Ruby no sabe exactamente por qué la ha invitado a tomar un baño a su lado, eso puede percibirlo Freya en su silencio casi quietud. No es algo que deja pasar pero tampoco algo en lo que quiera profundizar; su invitación ha surgido de un capricho, de querer pasar un ratito más con ella.

No es como que bañarse sea algo malo.

Toma su mano con suavidad y ternura, sosteniéndola sobre la suya haciendo que la mire. Freya le dedica una sonrisa que susurra "Todo está bien" antes de tirar de ella y encaminarse así a la amplia bañera con agua caliente y reconfortante que les espera humeante.

No hay nadie más, sólo ellas en esta habitación.

– ¿Cuál esencia te gusta más, Ruby? ¿Lavanda, rosas o fresas? ¿O prefieres algún aceite corporal? – le pregunta, tomando entre sus manos los pequeños frascos, cerciorándose de que todavía estén llenos o bien cerrados. Al no obtener una respuesta, decide mirarla y llamarla –. ¿Ruby?

Rudbeckia parpadea, saliendo de una especie de trance antes de sonreírle con ligero nerviosismo y pena –. Perdón, Frey, eh… ¿Cuál fue la pregunta?

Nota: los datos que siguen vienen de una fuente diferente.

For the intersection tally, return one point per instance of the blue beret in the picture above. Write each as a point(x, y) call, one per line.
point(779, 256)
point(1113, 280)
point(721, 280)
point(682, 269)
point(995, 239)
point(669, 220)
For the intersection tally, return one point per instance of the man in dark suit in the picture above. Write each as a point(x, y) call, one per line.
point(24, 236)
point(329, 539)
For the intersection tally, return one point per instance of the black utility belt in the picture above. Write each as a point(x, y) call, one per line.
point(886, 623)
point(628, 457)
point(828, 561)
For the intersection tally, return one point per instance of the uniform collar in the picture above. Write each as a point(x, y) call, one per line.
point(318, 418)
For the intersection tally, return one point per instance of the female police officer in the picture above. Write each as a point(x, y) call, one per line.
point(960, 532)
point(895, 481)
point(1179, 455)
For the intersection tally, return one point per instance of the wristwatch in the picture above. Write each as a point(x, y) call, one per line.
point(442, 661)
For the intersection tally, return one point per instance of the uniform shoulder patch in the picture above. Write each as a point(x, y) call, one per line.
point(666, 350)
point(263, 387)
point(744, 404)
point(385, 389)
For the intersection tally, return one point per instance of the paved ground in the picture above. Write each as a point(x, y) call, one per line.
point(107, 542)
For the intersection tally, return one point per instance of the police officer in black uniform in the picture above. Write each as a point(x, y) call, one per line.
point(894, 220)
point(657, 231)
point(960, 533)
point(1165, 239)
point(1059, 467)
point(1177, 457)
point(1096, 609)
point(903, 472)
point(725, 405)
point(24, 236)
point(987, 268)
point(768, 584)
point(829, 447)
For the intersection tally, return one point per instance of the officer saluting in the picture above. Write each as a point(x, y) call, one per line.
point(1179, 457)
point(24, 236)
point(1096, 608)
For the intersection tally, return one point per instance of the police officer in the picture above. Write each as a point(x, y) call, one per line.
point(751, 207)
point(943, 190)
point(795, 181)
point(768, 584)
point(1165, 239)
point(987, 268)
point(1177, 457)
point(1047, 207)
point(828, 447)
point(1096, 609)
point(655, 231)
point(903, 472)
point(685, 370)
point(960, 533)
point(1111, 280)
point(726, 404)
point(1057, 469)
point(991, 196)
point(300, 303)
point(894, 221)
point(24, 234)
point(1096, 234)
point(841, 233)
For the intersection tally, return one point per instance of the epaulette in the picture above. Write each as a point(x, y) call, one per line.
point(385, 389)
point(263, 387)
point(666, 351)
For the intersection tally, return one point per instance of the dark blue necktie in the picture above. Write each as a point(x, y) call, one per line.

Freya se guarda un suspiro y una mueca de preocupación, en cambio, decide sonreírle y responder con calma –. Que si querías alguna esencia o un aceite corporal.

– Uh, cualquiera de las dos está bien.

– De acuerdo… Entonces el de rosas será.

Los dedos de Freya son amables y cálidos, desenredan sus cabellos con delicadeza y destreza, y cuando sus uñas rascan su cuero cabelludo, le hacen sentirse cuidada. Casi como si ella en verdad fuese humana y tuviera derecho a sentir cariño.

A sentirse querida.

– Aquí viene el agua~.

Una sonrisa pequeña se dibuja en sus labios mientras siente el agua caer en su cabeza.

II.

Cuando le toca tallar su espalda, no puede evitar hacer una mueca de tristeza ante las enredaderas de espinas en su espalda. Sabe la historia detrás de estas marcas y quién las hizo.

Le duele.

Le duele ver estas cicatrices pero sabe que no hay nada que pueda hacer por estas. Así que sólo se inclina y las besa en silencio, porque son parte de Ruby.

(Y Freya a jurado amar todo de Ruby).

Se anima un poco al ver las puntas de sus orejas rojizas.

III.

– Ruby… ¿Crees que me excedí?

Ambas yacen entre las mantas con camisones, acostadas en la cama y habitación de la rubia cenizo. Donde Rudbeckia se ha metido entre sus brazos y recostado su cabeza en su pecho mientras Freya peina sus cabellos con amor y cariño, lentamente, con sus dedos.

Ruby lo piensa un rato, antes de suspirar y acurrucarse más contra Furiana.

–… No, pero… ¿No te dio asco…verlas?

– No… puedo entender que no quieras que las vea, pero – detiene sus caricias para acunar sus mejillas en sus manos y mirarla a los ojos. Donde el zafiro temeroso se encuentra con la amatista sincera –, son parte de ti. Y yo amo cada parte de ti, Ruby.

– ¿Cada parte…?

– Cada parte, todo – deposita un beso corto en su frente, uno en la punta de su nariz y por último uno en sus labios para luego separarse y sonreírle –. Y te lo puedo demostrar.

Un rubor aparece en el rostro de Rudbeckia ante el significado detrás de esa oración. Pero antes de que pueda hacer algo, Freya se ha escurrido entre las mantas y entre sus piernas.

– ¡E-Espera, Frey…!

Esa noche Rudbeckia es amada devotamente.